Beside this context, ENEA has signed two Collaboration Agreements with SNAM and SGI, among the most important TSOs in the gas sector in Italy. Moreover, ENEA and Confindustria have signed a collaboration agreement that aims to develop industrial hydrogen value chains, innovative solutions and possible operational scenarios, through a strengthened collaboration between research and industry. A working group of ENEA and MISE is running support activities for companies and defining a IPCEI hydrogen project.

Conclusions

Power to Gas could allow European Countries to achieve the ambitious decarbonization targets foreseen in their energetic transition roadmaps. The main features of a PtG introduction are the possibility to store electric overproduction from renewables and a complete fossil fuel replacement with green gases in every sector, from energy production to industry, from mobility to residential heating. In this context, ENEA is developing several activities that cover different aspects of the value chain, starting from water electrolysis to methanation process.
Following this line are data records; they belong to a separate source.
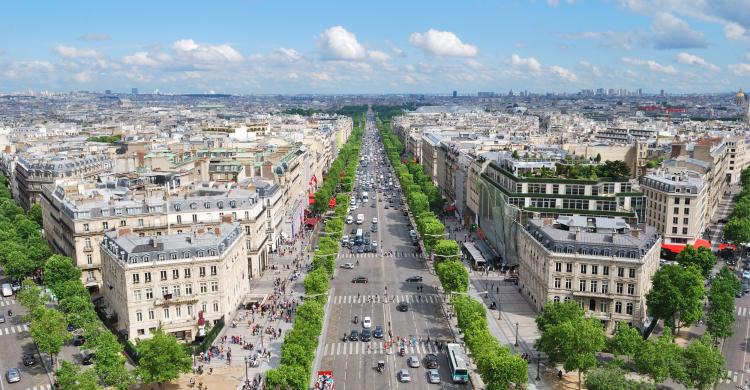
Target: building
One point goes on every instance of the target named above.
(601, 263)
(676, 205)
(175, 282)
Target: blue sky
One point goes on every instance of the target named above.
(385, 46)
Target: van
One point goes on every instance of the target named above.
(7, 290)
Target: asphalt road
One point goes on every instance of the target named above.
(354, 362)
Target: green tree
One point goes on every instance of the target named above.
(59, 269)
(70, 377)
(49, 330)
(161, 359)
(702, 258)
(676, 296)
(704, 364)
(627, 341)
(453, 275)
(574, 343)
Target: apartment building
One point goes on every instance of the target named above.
(676, 204)
(177, 282)
(601, 263)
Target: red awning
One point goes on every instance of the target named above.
(677, 248)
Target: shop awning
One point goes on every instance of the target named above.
(677, 248)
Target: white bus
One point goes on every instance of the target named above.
(457, 363)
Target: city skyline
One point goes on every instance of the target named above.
(420, 47)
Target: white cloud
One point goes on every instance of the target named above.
(442, 44)
(652, 65)
(378, 56)
(190, 50)
(336, 43)
(691, 59)
(73, 52)
(530, 63)
(563, 73)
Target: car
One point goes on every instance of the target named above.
(403, 375)
(431, 361)
(87, 358)
(29, 359)
(433, 376)
(13, 375)
(79, 340)
(413, 361)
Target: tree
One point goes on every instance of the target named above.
(59, 269)
(704, 364)
(49, 330)
(676, 296)
(161, 359)
(453, 275)
(702, 258)
(627, 341)
(660, 359)
(69, 377)
(574, 343)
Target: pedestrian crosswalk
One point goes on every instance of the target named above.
(410, 298)
(376, 348)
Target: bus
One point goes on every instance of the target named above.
(457, 363)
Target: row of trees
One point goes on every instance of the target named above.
(300, 343)
(571, 339)
(497, 366)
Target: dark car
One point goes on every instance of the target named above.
(79, 340)
(29, 360)
(431, 361)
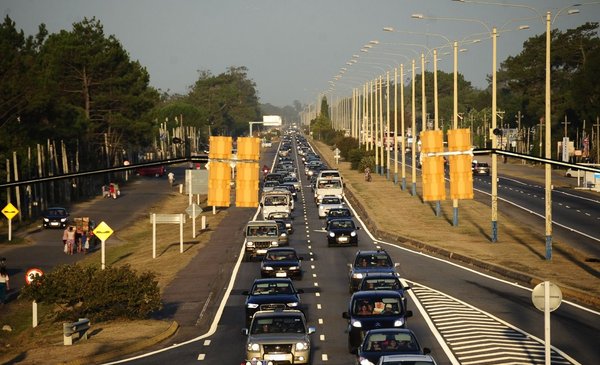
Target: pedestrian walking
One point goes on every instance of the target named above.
(70, 240)
(4, 284)
(65, 236)
(85, 242)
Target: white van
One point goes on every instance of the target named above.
(328, 186)
(276, 204)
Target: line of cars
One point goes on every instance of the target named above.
(377, 313)
(276, 327)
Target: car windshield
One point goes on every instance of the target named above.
(262, 231)
(283, 324)
(397, 342)
(381, 284)
(281, 255)
(276, 200)
(376, 306)
(339, 213)
(272, 288)
(329, 184)
(341, 224)
(373, 260)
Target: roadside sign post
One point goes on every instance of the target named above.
(546, 297)
(30, 275)
(9, 212)
(193, 212)
(103, 231)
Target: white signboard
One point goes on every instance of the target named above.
(271, 120)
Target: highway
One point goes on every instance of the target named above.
(464, 317)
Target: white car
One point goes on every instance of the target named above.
(329, 202)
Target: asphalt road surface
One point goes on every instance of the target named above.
(463, 316)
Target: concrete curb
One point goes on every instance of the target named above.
(144, 344)
(522, 278)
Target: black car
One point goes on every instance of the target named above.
(373, 309)
(389, 341)
(338, 213)
(56, 217)
(342, 231)
(287, 222)
(271, 294)
(369, 261)
(281, 262)
(384, 281)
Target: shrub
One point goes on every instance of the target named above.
(85, 291)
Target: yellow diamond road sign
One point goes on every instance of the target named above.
(10, 211)
(103, 231)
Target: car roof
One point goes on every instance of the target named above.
(274, 249)
(359, 295)
(407, 357)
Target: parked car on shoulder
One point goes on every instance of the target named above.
(55, 217)
(156, 171)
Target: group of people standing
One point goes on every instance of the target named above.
(74, 241)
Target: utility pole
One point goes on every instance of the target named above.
(597, 125)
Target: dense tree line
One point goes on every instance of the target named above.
(78, 93)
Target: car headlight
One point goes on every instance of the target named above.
(300, 346)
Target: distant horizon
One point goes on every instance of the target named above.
(293, 49)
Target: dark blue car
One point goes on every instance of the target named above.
(373, 309)
(367, 262)
(281, 262)
(389, 341)
(271, 294)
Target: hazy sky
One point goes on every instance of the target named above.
(293, 48)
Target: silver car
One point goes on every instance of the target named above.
(279, 336)
(329, 202)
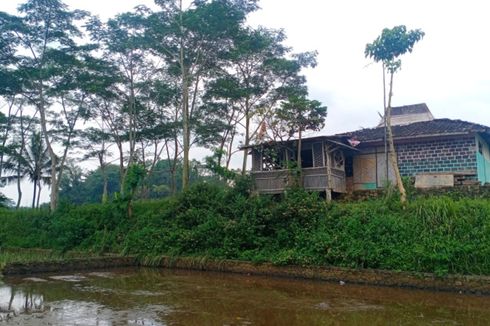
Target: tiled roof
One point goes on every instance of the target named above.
(436, 127)
(410, 109)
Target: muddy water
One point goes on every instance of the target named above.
(163, 297)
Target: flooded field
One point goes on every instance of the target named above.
(162, 297)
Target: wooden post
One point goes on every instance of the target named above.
(328, 190)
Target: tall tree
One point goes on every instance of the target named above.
(259, 72)
(387, 48)
(40, 43)
(298, 115)
(191, 40)
(124, 46)
(31, 162)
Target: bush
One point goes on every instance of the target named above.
(435, 234)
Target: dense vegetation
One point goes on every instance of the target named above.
(432, 234)
(141, 90)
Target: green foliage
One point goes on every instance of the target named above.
(391, 44)
(436, 234)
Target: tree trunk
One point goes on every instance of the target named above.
(52, 154)
(19, 188)
(393, 158)
(185, 106)
(299, 163)
(34, 191)
(247, 140)
(328, 163)
(38, 194)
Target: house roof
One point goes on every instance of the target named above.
(423, 129)
(402, 115)
(330, 139)
(410, 109)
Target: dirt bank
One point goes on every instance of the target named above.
(455, 283)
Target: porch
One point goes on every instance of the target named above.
(323, 162)
(314, 179)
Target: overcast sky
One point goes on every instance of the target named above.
(449, 69)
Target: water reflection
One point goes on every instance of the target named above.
(162, 297)
(14, 301)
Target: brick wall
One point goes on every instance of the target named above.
(437, 156)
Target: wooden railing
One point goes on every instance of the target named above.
(314, 179)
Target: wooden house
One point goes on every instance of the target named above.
(322, 160)
(436, 152)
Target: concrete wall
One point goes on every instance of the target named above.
(433, 156)
(483, 160)
(448, 155)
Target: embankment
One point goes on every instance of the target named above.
(427, 281)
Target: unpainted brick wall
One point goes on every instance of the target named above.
(449, 155)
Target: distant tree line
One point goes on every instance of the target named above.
(141, 88)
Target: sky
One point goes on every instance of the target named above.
(449, 69)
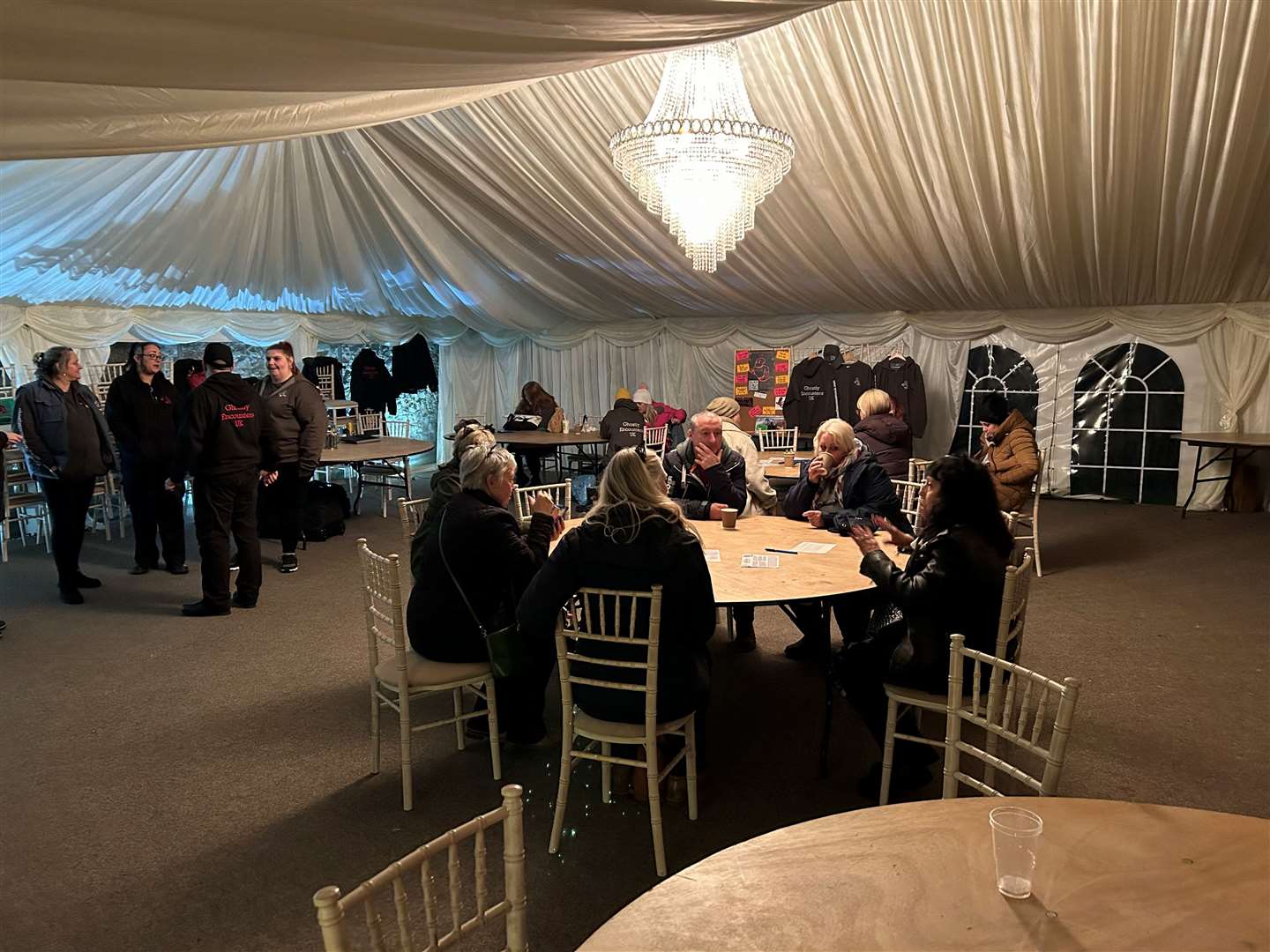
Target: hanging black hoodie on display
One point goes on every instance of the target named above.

In a framework where PtG seems particularly attractive for Italy due to its already existing capillary national gas grid, ENEA has recently proposed the Hydrogen demo Valley Project and has in pipeline the realization of the MENHIR pilot plant.

1. EU COM (2018) 773. A Clean Planet for all − A European long-term strategic vision for a prosperous, modern, competitive and climate neutral economy, In-depth analysis in support of the communication
2. https://ec.europa.eu/info/research-and-innovation/strategy/european-green-deal/call/clean-affordable-and-secure-energy_en
3. https://www.mise.gov.it/index.php/it/energia/energia-e-clima-2030
4. https://download.terna.it/terna/DDS%20libro%2009%2030%2017h15_8d745ced8696c60.pdf
5. Claudia Bassano, Paolo Deiana, Luca Lietti, Carlo Giorgio Visconti. P2G movable modular plant operation on synthetic methane production from CO2 and hydrogen from renewables sources. Fuel 253 (2019) 1071–1079.